Mardi 10 novembre à 15h, le Président de l'Assemblée nationale Richard Ferrand a rendu hommage à Jacques Chaban-Delmas, ancien président d’honneur de l’Assemblée nationale, décédé le 10 novembre 2000.

Jacques Chaban-Delmas a vécu comme il marchait, à grandes enjambées, presque à marche forcée. Résistant, maire de Bordeaux, député de la Gironde, Président de l’Assemblée nationale durant 16 ans, Premier ministre de Georges Pompidou, sa carrière politique traverse toute la seconde moitié du XXe siècle.

Après avoir obtenu son baccalauréat en 1933, Jacques Delmas, devient journaliste au quotidien L’information économique et financière tout en poursuivant ses études supérieures. Il sera diplômé en 1937 en économie à l’École libre des sciences politiques, puis de droit public en 1938.

Lors de son service militaire en 1938, il est reçu premier à l’école des officiers de réserve de l’école d’Élève Officier de Réserve et sort major de sa promotion à Saint-Cyr en mars 1939.

C’est en août 1940 qu’il rencontre son destin. Démobilisé depuis le 3 août, ne supportant pas l’humiliation de la défaite, il passe en zone libre. Après avoir entendu la voix du général de Gaulle sur les ondes brouillées de la radio, il cherche à rejoindre la France libre mais ses contacts l’orientent vers la Résistance intérieure. Travaillant au ministère de la Production industrielle, il participe au réseau « Hector ». Pour servir la résistance, il entre à l’Inspection générale des finances en 1943. Jusqu’alors connu sous le nom de « Lakanal », du nom de son lycée à Sceaux, il prend, en 1943, le pseudonyme de « Chaban », du nom du château de Chaban qu’il a lu sur un écriteau lors d’un déplacement en Dordogne. Il gardera ce nom toute sa vie.

En mai 1944, Jacques Chaban-Delmas, à peine 29 ans, est promu général de brigade par décision du Gouvernement d’Alger. Il se rend clandestinement à Londres le 25 juillet afin d’informer le commandement allié des moyens militaires de la Résistance à Paris. Il rejoint la capitale occupée en bicyclette le 16 août, traversant ainsi les lignes ennemies. Il joue alors un rôle central durant l’insurrection parisienne, qui débute le 19 août, et accueille le 25 août la 2eDB menée par le général Leclerc.

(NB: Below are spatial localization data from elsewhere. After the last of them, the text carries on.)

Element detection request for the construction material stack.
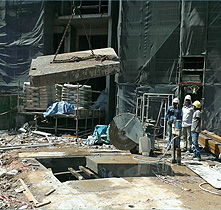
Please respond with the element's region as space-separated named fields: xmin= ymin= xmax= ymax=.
xmin=61 ymin=84 xmax=92 ymax=109
xmin=39 ymin=86 xmax=55 ymax=109
xmin=55 ymin=84 xmax=63 ymax=102
xmin=22 ymin=82 xmax=40 ymax=109
xmin=21 ymin=82 xmax=55 ymax=110
xmin=199 ymin=130 xmax=221 ymax=158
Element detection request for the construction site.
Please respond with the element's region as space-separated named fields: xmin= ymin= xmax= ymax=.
xmin=0 ymin=1 xmax=221 ymax=209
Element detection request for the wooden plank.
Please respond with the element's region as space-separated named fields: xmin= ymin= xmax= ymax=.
xmin=53 ymin=171 xmax=71 ymax=176
xmin=199 ymin=134 xmax=221 ymax=157
xmin=201 ymin=130 xmax=221 ymax=144
xmin=19 ymin=178 xmax=39 ymax=204
xmin=45 ymin=189 xmax=56 ymax=196
xmin=32 ymin=130 xmax=52 ymax=137
xmin=35 ymin=201 xmax=51 ymax=208
xmin=68 ymin=167 xmax=84 ymax=180
xmin=0 ymin=143 xmax=55 ymax=151
xmin=79 ymin=166 xmax=99 ymax=178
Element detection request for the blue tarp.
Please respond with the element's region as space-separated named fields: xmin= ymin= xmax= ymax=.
xmin=91 ymin=90 xmax=106 ymax=110
xmin=43 ymin=101 xmax=74 ymax=118
xmin=84 ymin=125 xmax=110 ymax=145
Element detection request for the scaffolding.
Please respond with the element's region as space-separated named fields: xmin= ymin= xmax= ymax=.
xmin=136 ymin=93 xmax=174 ymax=140
xmin=19 ymin=85 xmax=106 ymax=138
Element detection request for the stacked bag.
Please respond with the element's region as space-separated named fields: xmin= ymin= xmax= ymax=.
xmin=61 ymin=84 xmax=92 ymax=109
xmin=55 ymin=84 xmax=63 ymax=102
xmin=21 ymin=83 xmax=92 ymax=110
xmin=21 ymin=82 xmax=55 ymax=110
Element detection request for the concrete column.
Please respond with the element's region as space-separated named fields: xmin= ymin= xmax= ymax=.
xmin=105 ymin=4 xmax=115 ymax=123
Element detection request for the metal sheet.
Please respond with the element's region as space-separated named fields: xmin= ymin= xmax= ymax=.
xmin=29 ymin=48 xmax=120 ymax=86
xmin=183 ymin=161 xmax=221 ymax=189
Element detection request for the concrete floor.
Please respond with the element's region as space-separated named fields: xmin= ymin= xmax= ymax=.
xmin=18 ymin=148 xmax=221 ymax=209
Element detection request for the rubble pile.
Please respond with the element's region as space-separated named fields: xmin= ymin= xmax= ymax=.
xmin=0 ymin=127 xmax=116 ymax=209
xmin=0 ymin=151 xmax=35 ymax=209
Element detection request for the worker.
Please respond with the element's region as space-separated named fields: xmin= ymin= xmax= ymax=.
xmin=165 ymin=98 xmax=182 ymax=148
xmin=182 ymin=95 xmax=194 ymax=152
xmin=191 ymin=100 xmax=202 ymax=160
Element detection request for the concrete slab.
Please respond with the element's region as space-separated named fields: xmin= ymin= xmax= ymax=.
xmin=64 ymin=177 xmax=130 ymax=193
xmin=29 ymin=48 xmax=120 ymax=86
xmin=19 ymin=150 xmax=221 ymax=209
xmin=86 ymin=155 xmax=173 ymax=178
xmin=74 ymin=177 xmax=183 ymax=209
xmin=18 ymin=150 xmax=130 ymax=159
xmin=25 ymin=170 xmax=91 ymax=209
xmin=183 ymin=160 xmax=221 ymax=189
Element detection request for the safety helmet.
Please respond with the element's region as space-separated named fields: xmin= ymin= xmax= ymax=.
xmin=192 ymin=100 xmax=201 ymax=108
xmin=184 ymin=95 xmax=191 ymax=101
xmin=172 ymin=98 xmax=179 ymax=104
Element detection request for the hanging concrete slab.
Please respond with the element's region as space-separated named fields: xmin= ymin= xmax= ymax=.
xmin=29 ymin=48 xmax=120 ymax=86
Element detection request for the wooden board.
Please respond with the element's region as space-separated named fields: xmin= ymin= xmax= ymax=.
xmin=199 ymin=134 xmax=221 ymax=157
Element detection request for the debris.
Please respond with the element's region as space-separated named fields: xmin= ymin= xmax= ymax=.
xmin=15 ymin=187 xmax=24 ymax=193
xmin=19 ymin=178 xmax=39 ymax=204
xmin=84 ymin=125 xmax=110 ymax=145
xmin=18 ymin=205 xmax=29 ymax=209
xmin=0 ymin=195 xmax=33 ymax=209
xmin=34 ymin=200 xmax=51 ymax=208
xmin=45 ymin=189 xmax=55 ymax=196
xmin=6 ymin=169 xmax=19 ymax=176
xmin=0 ymin=143 xmax=56 ymax=151
xmin=0 ymin=168 xmax=7 ymax=178
xmin=18 ymin=128 xmax=27 ymax=134
xmin=32 ymin=131 xmax=52 ymax=137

L'après-midi, il rencontre, à la gare Montparnasse, le général De Gaulle, tout juste arrivé à Paris. Il raconte ce moment dans sa biographie « L’Ardeur » de la façon suivante : « À ce moment, le Général me toise de haut en bas. Un silence se fait ; ça dure des secondes, autant dire une éternité… Je vois alors passer dans le regard du Général une succession de sentiments. D’abord, la surprise. Et puis, la prise de conscience et la rogne, la colère. Comment a-t-on pu faire nommer, promouvoir ce gamin ? Et puis, un attendrissement extraordinaire, au point que son regard s’est embué. Il s’était bien passé dix secondes. Alors, il m’a tendu la main, a pris la mienne et l’a gardée longtemps dans la sienne. Et il m’a dit : "C’est bien, Chaban !". Moi, j’étais récompensé ». C’est son acte de naissance politique.

Fait Compagnon de la Libération, il est nommé en 1944 au cabinet du ministre de la Guerre, il devient en1945 secrétaire général du ministère de l'Information. Mais pour cet homme de la génération de la guerre, de la Libération, de la reconstruction, pour ce grand sportif, dont l’attitude physique a toujours illustré le dynamisme et l’enthousiasme, la « vraie vie » était ailleurs. Il démissionne et s’engage en politique.

En 1946, il fait de la Gironde sa terre d’élection et de Bordeaux son fief. Il est élu député en novembre 1946 et maire de Bordeaux en octobre 1947, l’histoire d’amour entre Bordeaux et le « Duc d’Aquitaine » durera près d’un demi-siècle.

Parlementaire actif, il entre au Gouvernement en juin 1954 en tant que ministre des Travaux publics, puis en février 1956 comme ministre d’État et en novembre 1957 il devient ministre de la Défense.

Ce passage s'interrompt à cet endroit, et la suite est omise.